TUJUAN PEMBELAJARAN
Tujuan dari pembelajaran ini adalah agar mahasiswa mampu menjelaskan farmakoterapi
gangguan kejiwaan pada penyakit Stress Pasca Trauma.
PENGERTIAN
PTSD dapat terjadi pada siapa saja, termasuk veteran perang, korban kekerasan seksual atau
kekerasan dalam rumah tangga, atau penyintas kecelakaan atau bencana alam. PTSD dapat
memengaruhi banyak aspek kehidupan seseorang, seperti hubungan, pekerjaan, dan
kesehatan mental dan fisik secara umum.

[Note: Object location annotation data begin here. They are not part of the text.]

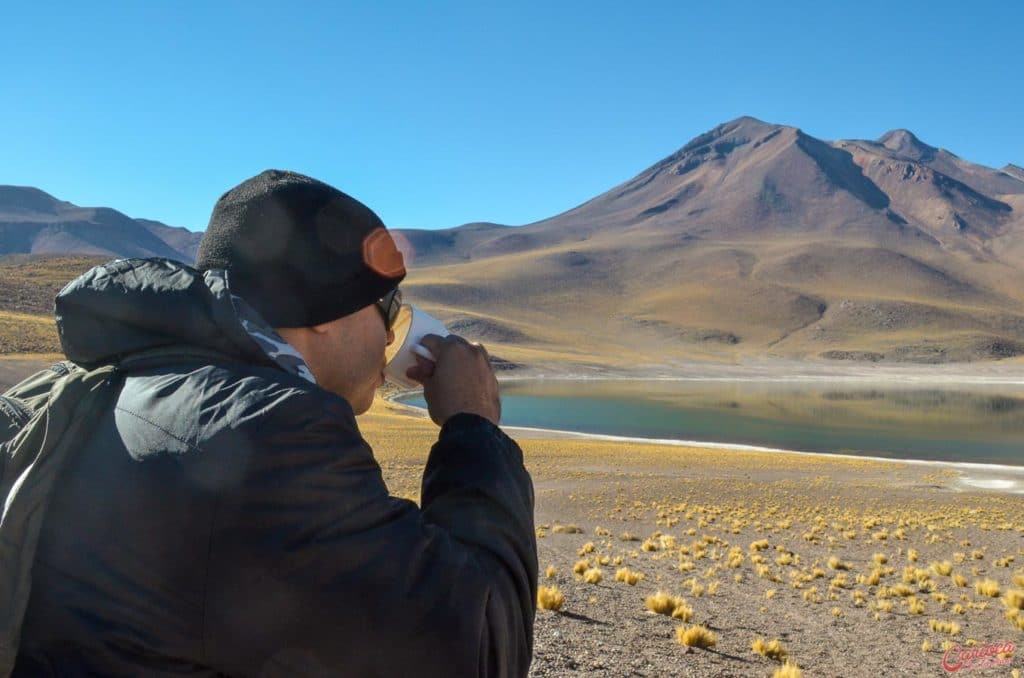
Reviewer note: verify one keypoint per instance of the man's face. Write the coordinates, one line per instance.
(346, 355)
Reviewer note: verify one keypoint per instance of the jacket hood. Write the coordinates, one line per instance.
(129, 305)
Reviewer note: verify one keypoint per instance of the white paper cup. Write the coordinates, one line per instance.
(411, 326)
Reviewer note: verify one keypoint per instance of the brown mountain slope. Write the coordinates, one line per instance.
(33, 221)
(754, 240)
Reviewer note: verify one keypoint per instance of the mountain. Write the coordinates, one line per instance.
(751, 240)
(35, 222)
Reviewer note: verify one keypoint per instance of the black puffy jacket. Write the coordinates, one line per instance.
(227, 518)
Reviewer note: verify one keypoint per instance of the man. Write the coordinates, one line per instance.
(227, 518)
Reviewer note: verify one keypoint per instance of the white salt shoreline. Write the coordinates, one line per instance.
(998, 477)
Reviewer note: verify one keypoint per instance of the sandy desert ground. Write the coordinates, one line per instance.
(859, 567)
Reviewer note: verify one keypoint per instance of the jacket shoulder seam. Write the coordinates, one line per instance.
(160, 428)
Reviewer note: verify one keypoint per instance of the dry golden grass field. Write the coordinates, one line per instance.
(853, 567)
(694, 561)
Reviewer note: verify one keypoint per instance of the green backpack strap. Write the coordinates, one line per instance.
(32, 462)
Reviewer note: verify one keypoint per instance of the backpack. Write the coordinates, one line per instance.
(42, 419)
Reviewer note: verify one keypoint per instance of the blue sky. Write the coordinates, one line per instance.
(436, 114)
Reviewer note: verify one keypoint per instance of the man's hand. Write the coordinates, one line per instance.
(462, 380)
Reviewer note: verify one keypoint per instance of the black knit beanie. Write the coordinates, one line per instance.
(300, 252)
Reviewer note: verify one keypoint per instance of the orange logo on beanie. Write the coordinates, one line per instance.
(381, 255)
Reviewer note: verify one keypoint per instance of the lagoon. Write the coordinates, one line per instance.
(954, 423)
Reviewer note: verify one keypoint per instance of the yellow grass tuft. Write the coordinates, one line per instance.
(1014, 599)
(952, 628)
(787, 670)
(772, 649)
(987, 587)
(836, 563)
(628, 576)
(549, 597)
(696, 636)
(566, 530)
(683, 612)
(663, 603)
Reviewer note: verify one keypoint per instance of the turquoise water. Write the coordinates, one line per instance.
(966, 424)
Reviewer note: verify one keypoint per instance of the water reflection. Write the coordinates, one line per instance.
(976, 423)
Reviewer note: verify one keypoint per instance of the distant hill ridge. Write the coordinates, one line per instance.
(753, 240)
(35, 222)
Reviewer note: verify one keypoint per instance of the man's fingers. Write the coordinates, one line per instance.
(422, 371)
(424, 367)
(431, 342)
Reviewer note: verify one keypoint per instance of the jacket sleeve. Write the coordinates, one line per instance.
(314, 569)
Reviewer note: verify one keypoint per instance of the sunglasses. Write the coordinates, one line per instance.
(388, 306)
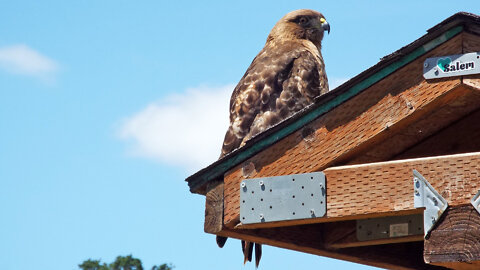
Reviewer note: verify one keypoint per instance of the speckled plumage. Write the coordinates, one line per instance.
(284, 77)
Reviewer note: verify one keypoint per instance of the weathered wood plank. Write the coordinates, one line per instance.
(455, 241)
(309, 239)
(344, 235)
(360, 123)
(386, 188)
(214, 207)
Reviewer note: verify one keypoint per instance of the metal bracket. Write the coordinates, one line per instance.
(426, 196)
(476, 201)
(289, 197)
(389, 227)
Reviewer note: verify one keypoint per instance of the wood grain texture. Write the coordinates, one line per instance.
(310, 239)
(456, 238)
(353, 127)
(344, 235)
(214, 207)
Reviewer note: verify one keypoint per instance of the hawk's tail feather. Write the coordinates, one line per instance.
(221, 240)
(258, 254)
(247, 248)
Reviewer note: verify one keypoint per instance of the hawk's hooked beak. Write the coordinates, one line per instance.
(325, 25)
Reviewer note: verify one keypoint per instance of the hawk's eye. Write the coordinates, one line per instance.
(303, 20)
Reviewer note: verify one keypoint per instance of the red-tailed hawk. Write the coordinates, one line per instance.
(285, 77)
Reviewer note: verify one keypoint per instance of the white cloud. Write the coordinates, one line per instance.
(184, 129)
(21, 59)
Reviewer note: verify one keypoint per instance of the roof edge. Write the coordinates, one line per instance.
(435, 36)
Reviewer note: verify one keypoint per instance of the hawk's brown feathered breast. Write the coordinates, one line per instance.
(284, 77)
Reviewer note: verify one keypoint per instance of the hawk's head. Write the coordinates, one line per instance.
(300, 24)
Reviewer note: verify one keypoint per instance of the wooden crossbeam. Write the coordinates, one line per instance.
(386, 188)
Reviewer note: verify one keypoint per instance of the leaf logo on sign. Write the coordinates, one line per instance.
(443, 63)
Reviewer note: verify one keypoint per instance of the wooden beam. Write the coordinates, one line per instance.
(386, 188)
(455, 241)
(310, 239)
(214, 207)
(344, 235)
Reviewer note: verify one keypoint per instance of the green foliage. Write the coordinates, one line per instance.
(120, 263)
(163, 267)
(93, 265)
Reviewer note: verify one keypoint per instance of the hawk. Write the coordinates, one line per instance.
(285, 77)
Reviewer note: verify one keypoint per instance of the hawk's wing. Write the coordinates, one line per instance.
(280, 81)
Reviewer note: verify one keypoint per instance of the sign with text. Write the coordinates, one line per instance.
(451, 65)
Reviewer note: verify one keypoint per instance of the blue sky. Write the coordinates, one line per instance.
(107, 106)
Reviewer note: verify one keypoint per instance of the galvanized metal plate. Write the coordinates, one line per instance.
(424, 195)
(389, 227)
(451, 65)
(289, 197)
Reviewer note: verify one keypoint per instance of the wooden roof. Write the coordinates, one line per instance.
(459, 31)
(367, 136)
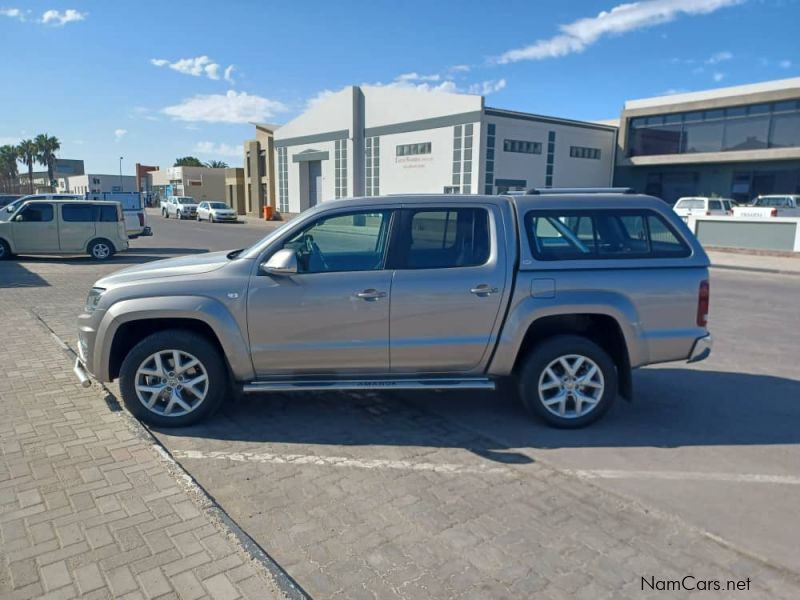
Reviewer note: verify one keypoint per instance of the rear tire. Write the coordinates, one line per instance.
(100, 249)
(137, 379)
(568, 381)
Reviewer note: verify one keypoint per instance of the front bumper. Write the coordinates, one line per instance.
(701, 349)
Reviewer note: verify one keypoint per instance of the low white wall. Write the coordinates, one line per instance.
(773, 233)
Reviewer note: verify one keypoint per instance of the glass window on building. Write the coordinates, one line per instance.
(737, 128)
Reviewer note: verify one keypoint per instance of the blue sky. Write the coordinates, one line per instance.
(151, 81)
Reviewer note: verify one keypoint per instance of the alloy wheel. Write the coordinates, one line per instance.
(171, 383)
(571, 386)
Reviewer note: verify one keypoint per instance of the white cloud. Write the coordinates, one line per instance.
(417, 77)
(718, 58)
(580, 34)
(487, 87)
(232, 107)
(228, 76)
(12, 13)
(59, 19)
(209, 148)
(199, 66)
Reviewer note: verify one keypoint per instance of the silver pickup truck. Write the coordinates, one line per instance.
(562, 294)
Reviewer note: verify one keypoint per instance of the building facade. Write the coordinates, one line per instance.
(96, 183)
(259, 169)
(201, 183)
(235, 189)
(735, 142)
(385, 140)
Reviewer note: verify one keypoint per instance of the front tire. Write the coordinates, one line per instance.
(173, 378)
(101, 249)
(568, 381)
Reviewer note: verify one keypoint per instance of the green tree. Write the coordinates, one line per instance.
(217, 164)
(28, 151)
(188, 161)
(47, 146)
(9, 174)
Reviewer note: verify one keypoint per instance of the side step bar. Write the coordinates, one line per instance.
(309, 385)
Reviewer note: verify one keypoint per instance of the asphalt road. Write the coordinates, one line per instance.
(714, 445)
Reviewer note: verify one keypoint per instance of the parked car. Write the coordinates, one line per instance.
(59, 226)
(778, 205)
(215, 211)
(180, 207)
(563, 294)
(702, 206)
(12, 206)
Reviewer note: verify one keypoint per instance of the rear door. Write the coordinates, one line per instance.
(449, 278)
(77, 226)
(36, 228)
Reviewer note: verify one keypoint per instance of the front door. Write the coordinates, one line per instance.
(36, 229)
(447, 289)
(332, 317)
(314, 182)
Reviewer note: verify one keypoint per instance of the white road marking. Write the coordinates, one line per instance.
(685, 476)
(341, 461)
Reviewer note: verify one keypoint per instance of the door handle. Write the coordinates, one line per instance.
(483, 290)
(371, 294)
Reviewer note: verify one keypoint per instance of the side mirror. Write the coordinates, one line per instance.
(283, 262)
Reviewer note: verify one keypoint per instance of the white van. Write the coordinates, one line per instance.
(701, 206)
(64, 226)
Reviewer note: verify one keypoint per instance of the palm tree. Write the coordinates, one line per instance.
(8, 167)
(28, 152)
(47, 146)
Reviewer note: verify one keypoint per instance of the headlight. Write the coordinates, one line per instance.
(93, 299)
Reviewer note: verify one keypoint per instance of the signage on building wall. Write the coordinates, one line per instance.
(413, 162)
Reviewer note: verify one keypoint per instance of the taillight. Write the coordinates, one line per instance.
(703, 300)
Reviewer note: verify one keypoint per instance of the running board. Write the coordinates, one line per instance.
(314, 385)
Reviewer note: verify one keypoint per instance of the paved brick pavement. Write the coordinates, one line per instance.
(88, 508)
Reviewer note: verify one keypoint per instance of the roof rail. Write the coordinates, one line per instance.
(543, 191)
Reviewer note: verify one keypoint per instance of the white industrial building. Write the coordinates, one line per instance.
(95, 183)
(390, 140)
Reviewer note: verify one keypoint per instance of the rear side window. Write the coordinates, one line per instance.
(85, 212)
(37, 213)
(576, 235)
(78, 213)
(441, 238)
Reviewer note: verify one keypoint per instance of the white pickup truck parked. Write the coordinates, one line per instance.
(783, 205)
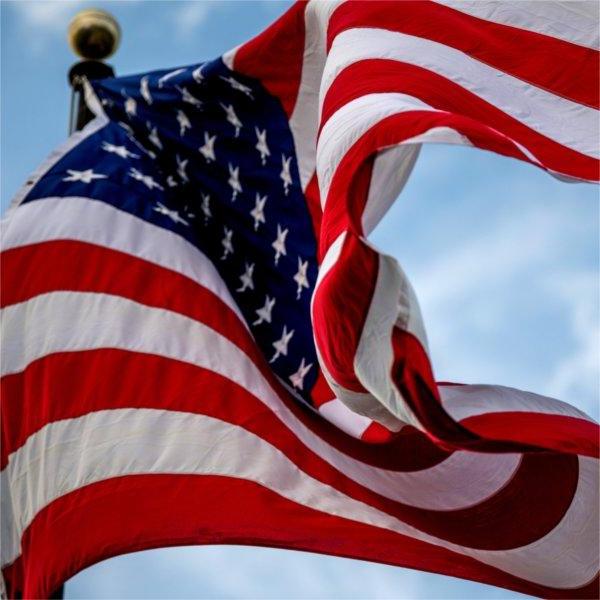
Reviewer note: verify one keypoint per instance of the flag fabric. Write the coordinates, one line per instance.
(200, 345)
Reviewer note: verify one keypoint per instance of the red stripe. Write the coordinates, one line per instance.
(47, 393)
(391, 131)
(562, 68)
(37, 269)
(378, 75)
(340, 308)
(136, 513)
(555, 432)
(276, 55)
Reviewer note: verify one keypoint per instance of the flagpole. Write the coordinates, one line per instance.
(93, 35)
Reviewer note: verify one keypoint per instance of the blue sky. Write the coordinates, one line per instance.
(503, 257)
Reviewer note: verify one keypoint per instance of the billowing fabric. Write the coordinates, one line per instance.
(201, 346)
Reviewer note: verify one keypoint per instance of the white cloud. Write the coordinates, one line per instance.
(189, 16)
(506, 271)
(47, 15)
(576, 377)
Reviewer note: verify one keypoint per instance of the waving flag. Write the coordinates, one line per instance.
(201, 346)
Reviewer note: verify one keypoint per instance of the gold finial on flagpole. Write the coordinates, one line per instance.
(94, 34)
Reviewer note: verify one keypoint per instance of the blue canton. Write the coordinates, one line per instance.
(208, 154)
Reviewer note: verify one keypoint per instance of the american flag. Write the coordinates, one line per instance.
(200, 345)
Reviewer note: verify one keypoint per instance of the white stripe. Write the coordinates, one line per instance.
(69, 454)
(463, 401)
(229, 57)
(336, 412)
(566, 122)
(74, 139)
(304, 120)
(95, 222)
(74, 321)
(394, 303)
(350, 123)
(390, 172)
(575, 22)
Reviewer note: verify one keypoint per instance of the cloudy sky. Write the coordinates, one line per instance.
(503, 257)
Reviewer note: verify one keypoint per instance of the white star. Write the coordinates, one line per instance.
(232, 118)
(234, 181)
(168, 76)
(208, 150)
(153, 136)
(126, 127)
(285, 174)
(300, 277)
(145, 90)
(181, 167)
(130, 105)
(281, 344)
(264, 313)
(189, 98)
(118, 150)
(172, 214)
(279, 244)
(261, 144)
(246, 278)
(206, 207)
(258, 212)
(226, 243)
(184, 122)
(198, 75)
(145, 179)
(86, 176)
(236, 85)
(188, 213)
(297, 378)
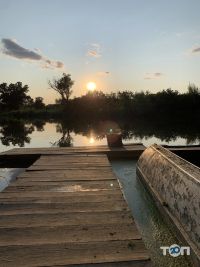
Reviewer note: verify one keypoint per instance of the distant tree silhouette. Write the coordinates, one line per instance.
(15, 133)
(193, 89)
(38, 103)
(13, 96)
(63, 86)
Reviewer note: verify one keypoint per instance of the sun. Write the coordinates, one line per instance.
(91, 86)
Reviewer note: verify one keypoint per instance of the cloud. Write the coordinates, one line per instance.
(196, 50)
(103, 73)
(152, 76)
(13, 49)
(94, 51)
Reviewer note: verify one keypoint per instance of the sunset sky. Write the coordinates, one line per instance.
(118, 44)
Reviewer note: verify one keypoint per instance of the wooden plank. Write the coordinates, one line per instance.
(56, 198)
(69, 174)
(62, 207)
(62, 186)
(64, 254)
(65, 211)
(56, 219)
(77, 233)
(79, 185)
(68, 167)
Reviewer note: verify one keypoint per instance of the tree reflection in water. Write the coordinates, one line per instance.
(66, 140)
(15, 133)
(18, 132)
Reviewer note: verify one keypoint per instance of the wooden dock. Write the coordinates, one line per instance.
(67, 209)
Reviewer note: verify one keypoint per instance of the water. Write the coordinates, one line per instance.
(41, 133)
(154, 230)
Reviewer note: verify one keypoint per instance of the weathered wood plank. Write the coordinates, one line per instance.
(62, 207)
(58, 219)
(68, 210)
(82, 184)
(59, 234)
(64, 254)
(62, 186)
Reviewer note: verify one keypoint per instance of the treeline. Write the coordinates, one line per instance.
(19, 132)
(128, 104)
(14, 99)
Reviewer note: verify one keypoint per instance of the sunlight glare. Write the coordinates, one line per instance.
(91, 86)
(91, 140)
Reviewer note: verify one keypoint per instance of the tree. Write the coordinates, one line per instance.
(13, 96)
(38, 103)
(63, 86)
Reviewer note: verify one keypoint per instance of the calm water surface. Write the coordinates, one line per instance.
(47, 134)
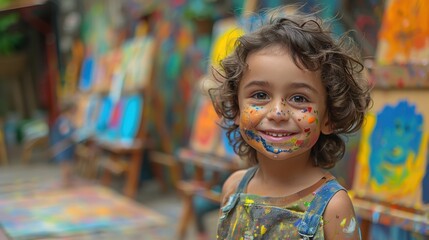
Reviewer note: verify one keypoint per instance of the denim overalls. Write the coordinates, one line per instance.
(298, 216)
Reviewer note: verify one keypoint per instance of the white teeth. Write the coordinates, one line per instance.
(278, 134)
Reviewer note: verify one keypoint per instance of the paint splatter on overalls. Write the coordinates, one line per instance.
(297, 216)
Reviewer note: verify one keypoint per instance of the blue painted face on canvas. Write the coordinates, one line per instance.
(397, 136)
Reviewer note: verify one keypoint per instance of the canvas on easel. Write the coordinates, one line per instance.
(392, 159)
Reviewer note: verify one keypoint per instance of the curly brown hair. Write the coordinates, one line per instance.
(312, 47)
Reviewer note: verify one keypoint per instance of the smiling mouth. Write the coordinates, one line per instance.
(274, 134)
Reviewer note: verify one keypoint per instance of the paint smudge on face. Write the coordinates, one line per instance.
(267, 147)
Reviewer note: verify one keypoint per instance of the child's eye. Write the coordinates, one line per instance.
(299, 99)
(260, 95)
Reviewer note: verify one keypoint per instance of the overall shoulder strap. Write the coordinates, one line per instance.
(311, 220)
(232, 200)
(246, 178)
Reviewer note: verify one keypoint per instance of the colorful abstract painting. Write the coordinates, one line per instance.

Oleh karena itu, pengobatan PTSD harus
disesuaikan dengan kebutuhan individu dan melibatkan intervensi medis, psikologis, atau
sosial.
ETIOLOGI
Etiologi gangguan stres pasca-trauma (PTSD) melibatkan serangkaian faktor kompleks yang
dapat memengaruhi cara seseorang menangani dan merespons pengalaman traumatis.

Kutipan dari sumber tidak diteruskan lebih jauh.